2 is a diagram illustrating examples of an input speech vector and a previous speech act vector.
3 is a diagram illustrating a method in which a speech act analyzing apparatus determines a speech act of an input speech.

DETAILED DESCRIPTION Hereinafter, exemplary embodiments of the present invention will be described in detail with reference to the accompanying drawings so that those skilled in the art may easily implement the present invention. As those skilled in the art would realize, the described embodiments may be modified in various different ways, all without departing from the spirit or scope of the present invention. In the drawings, parts irrelevant to the description are omitted in order to clearly describe the present invention, and like reference numerals designate like parts throughout the specification.

Throughout the specification, when a part is said to "include" a certain component, it means that it can further include other components, without excluding other components unless specifically stated otherwise.

1 is a diagram illustrating a speech act analyzing apparatus according to an embodiment, and FIG. 2 is a diagram illustrating examples of an input speech vector and a previous speech act vector.

Referring to FIG. 1, the speech act analyzing apparatus 1000 includes a speech unit attention unit 100, a conversation unit speech vector generation unit 200, a conversation unit attention unit 300, and a speech act determination unit 400.

The speech unit attention unit 100 receives an input speech vector vectorizing vectorized information of at least one morpheme and part-of-speech constituting the input speech, and a previous speech act vector that vectorizes speech act information on a previous speech of the input speech.

2 is a diagram illustrating examples of an input speech vector and a previous speech act vector.

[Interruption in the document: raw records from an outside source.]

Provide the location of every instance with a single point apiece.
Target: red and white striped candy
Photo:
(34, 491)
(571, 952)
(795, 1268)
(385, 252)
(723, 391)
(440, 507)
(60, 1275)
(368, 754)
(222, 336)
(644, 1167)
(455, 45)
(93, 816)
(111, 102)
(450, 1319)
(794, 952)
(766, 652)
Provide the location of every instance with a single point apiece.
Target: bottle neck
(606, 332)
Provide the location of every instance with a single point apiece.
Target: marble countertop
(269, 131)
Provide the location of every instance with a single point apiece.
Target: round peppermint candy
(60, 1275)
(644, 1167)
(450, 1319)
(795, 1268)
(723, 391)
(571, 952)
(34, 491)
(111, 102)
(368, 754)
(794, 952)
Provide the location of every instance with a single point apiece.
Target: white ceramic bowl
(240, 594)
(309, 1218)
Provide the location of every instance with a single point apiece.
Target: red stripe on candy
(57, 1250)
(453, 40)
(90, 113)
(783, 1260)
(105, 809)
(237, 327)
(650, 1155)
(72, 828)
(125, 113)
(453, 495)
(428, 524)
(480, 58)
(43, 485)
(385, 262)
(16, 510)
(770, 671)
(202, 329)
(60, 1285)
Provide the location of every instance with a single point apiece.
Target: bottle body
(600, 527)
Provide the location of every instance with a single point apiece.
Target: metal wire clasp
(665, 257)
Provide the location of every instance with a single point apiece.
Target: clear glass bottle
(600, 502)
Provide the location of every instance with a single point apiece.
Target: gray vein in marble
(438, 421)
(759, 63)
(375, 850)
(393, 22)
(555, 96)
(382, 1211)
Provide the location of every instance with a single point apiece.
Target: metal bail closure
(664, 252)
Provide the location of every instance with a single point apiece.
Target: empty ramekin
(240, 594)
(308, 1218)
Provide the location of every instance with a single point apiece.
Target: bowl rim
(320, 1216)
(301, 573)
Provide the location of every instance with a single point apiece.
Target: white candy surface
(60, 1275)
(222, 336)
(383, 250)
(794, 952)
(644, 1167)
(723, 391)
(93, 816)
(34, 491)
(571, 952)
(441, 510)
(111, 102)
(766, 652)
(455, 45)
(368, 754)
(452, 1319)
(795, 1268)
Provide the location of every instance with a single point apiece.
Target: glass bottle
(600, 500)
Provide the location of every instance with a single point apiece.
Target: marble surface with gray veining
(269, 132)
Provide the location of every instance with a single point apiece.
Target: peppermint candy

Referring to Fig. 2, "User" speech "Beautiful, please check the schedule.", "System" 's speech "When should you check the schedule?" And "User"' s speech "Please tell me the schedule next month." Corresponds to the speeches that make up the dialogue between the "user" and the "system".

In addition, "user" and "system" mean talker information, and a talker vector means a vectorized vector of talker information of an input speech.

In addition, speech act information of "user" speech "beautiful, please check the schedule" corresponds to "wh-question", speech of "system" "when should you check schedule?" And "user" speech " Please tell me the schedule for next month. " Specific speech act information described in the present specification is a term generally used in the technical field of the present invention, and detailed description thereof will be omitted.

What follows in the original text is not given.